I have a dataset with four columns: date, category, product, rate(%). I would like to be able to forecast the rate for every product in my data. The major issue I'm having is that because products constantly come in an out of production, certain products have very little historical data making predictions difficult. I've read online that people with similar issues have used bayesian hierarchical models, like this example from Numpyro:
import numpyro
from numpyro.infer import MCMC, NUTS, Predictive
import numpyro.distributions as dist
from jax import random
def model(PatientID, Weeks, FVC_obs=None):
μ_α = numpyro.sample("μ_α", dist.Normal(0., 100.))
σ_α = numpyro.sample("σ_α", dist.HalfNormal(100.))
μ_β = numpyro.sample("μ_β", dist.Normal(0., 100.))
σ_β = numpyro.sample("σ_β", dist.HalfNormal(100.))
unique_patient_IDs = np.unique(PatientID)
n_patients = len(unique_patient_IDs)
with numpyro.plate("plate_i", n_patients):
α = numpyro.sample("α", dist.Normal(μ_α, σ_α))
β = numpyro.sample("β", dist.Normal(μ_β, σ_β))
σ = numpyro.sample("σ", dist.HalfNormal(100.))

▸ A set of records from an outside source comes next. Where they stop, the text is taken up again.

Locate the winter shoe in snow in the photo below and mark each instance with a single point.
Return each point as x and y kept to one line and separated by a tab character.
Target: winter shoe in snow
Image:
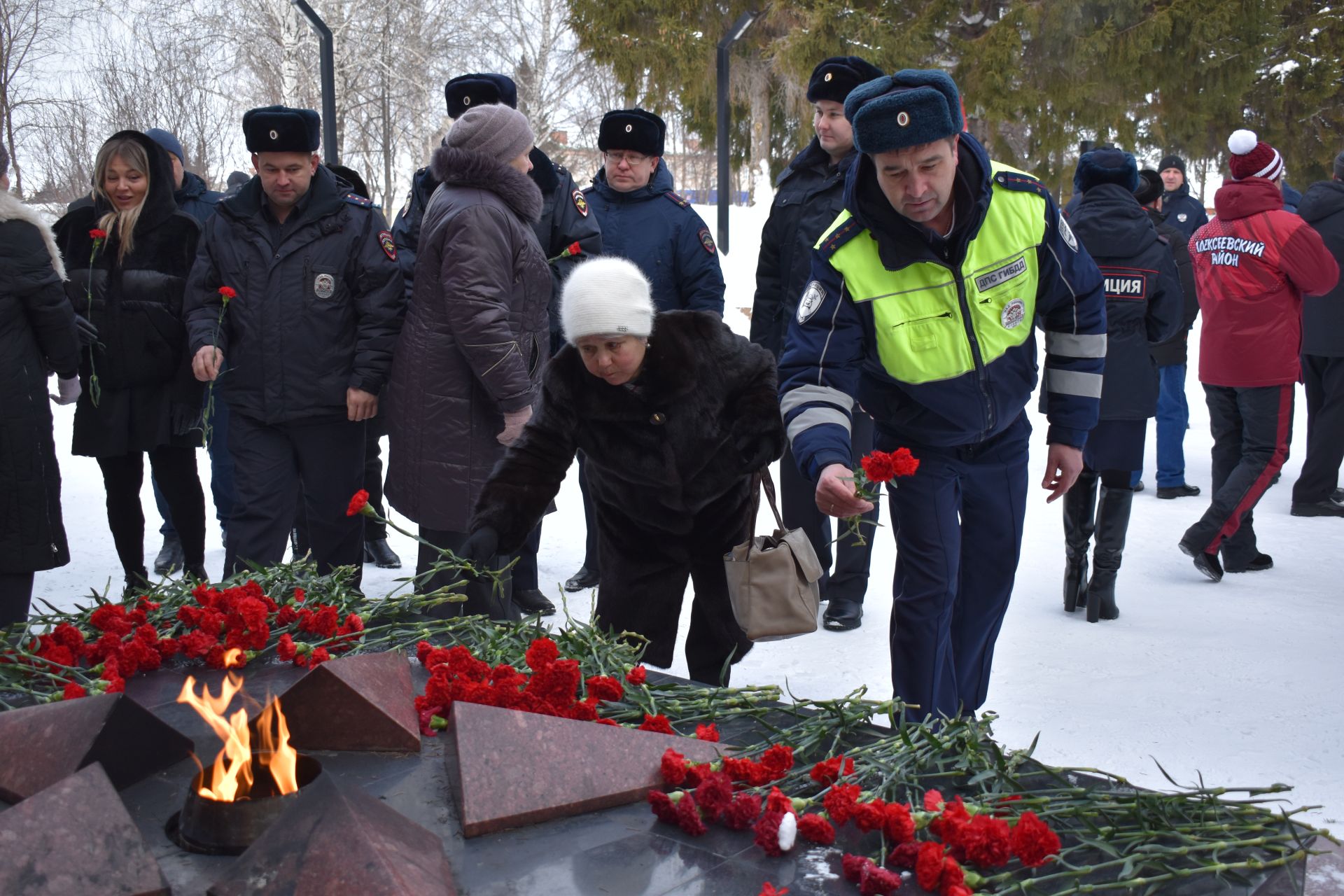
1079	512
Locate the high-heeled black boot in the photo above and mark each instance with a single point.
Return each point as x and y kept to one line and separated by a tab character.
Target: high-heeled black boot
1079	510
1112	526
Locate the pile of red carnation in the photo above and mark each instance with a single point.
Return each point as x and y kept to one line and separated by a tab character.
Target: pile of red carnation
958	833
139	636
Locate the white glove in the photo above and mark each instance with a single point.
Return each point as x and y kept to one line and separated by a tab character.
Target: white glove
67	391
514	424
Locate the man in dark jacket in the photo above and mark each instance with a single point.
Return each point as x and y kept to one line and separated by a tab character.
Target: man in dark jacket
1253	265
566	222
1316	491
304	346
808	197
1170	356
1180	210
192	198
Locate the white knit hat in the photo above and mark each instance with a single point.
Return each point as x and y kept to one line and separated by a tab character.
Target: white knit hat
606	296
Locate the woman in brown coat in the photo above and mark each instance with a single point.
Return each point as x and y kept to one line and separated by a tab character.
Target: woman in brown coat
468	363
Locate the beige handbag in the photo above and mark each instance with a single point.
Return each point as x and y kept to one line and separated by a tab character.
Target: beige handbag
773	578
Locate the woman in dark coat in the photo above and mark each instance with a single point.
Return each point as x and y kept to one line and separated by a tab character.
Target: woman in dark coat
1142	308
139	393
675	414
36	336
470	356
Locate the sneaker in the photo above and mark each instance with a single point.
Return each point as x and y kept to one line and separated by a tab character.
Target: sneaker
169	556
1206	564
1168	492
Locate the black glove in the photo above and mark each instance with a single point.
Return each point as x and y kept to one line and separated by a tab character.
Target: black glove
480	547
86	331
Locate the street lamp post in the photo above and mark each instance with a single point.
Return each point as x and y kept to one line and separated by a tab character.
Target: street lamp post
733	35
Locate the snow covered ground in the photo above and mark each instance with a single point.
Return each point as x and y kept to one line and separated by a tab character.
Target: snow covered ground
1238	682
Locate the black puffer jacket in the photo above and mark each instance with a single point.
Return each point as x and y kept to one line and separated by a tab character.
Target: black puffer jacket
36	335
808	197
146	393
692	428
475	340
1323	316
1142	296
314	316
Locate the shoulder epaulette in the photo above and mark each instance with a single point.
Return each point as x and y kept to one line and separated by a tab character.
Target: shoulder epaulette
1023	183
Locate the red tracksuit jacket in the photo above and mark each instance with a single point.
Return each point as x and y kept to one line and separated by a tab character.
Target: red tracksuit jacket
1253	265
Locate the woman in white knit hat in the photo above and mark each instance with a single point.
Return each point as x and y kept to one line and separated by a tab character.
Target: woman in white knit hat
675	414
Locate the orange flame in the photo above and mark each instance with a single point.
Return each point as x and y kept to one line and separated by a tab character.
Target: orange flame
232	776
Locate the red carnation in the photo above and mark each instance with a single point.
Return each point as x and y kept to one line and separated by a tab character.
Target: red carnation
1032	841
358	503
657	723
816	830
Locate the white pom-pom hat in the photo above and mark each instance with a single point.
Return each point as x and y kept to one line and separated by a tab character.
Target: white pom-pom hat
606	296
1252	158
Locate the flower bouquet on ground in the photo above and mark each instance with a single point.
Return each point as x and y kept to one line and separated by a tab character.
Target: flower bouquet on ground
875	470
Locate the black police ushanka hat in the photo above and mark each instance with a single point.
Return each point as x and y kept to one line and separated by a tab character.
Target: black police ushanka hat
632	130
834	78
480	89
911	108
281	130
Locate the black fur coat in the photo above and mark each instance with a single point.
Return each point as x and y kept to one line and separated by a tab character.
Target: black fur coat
692	428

FVC_est = α[PatientID] + β[PatientID] * Weeks
with numpyro.plate("data", len(PatientID)):
numpyro.sample("obs", dist.Normal(FVC_est, σ), obs=FVC_obs)
But every example I've found online has only shown code examples of linear regression being used within the hierarchical model. Is it possible to to use hierarchical models to predict for data that is non-linear? Does anyone have experience with using hierarchical models, specifically for time series data? I'd greatly appreciate it.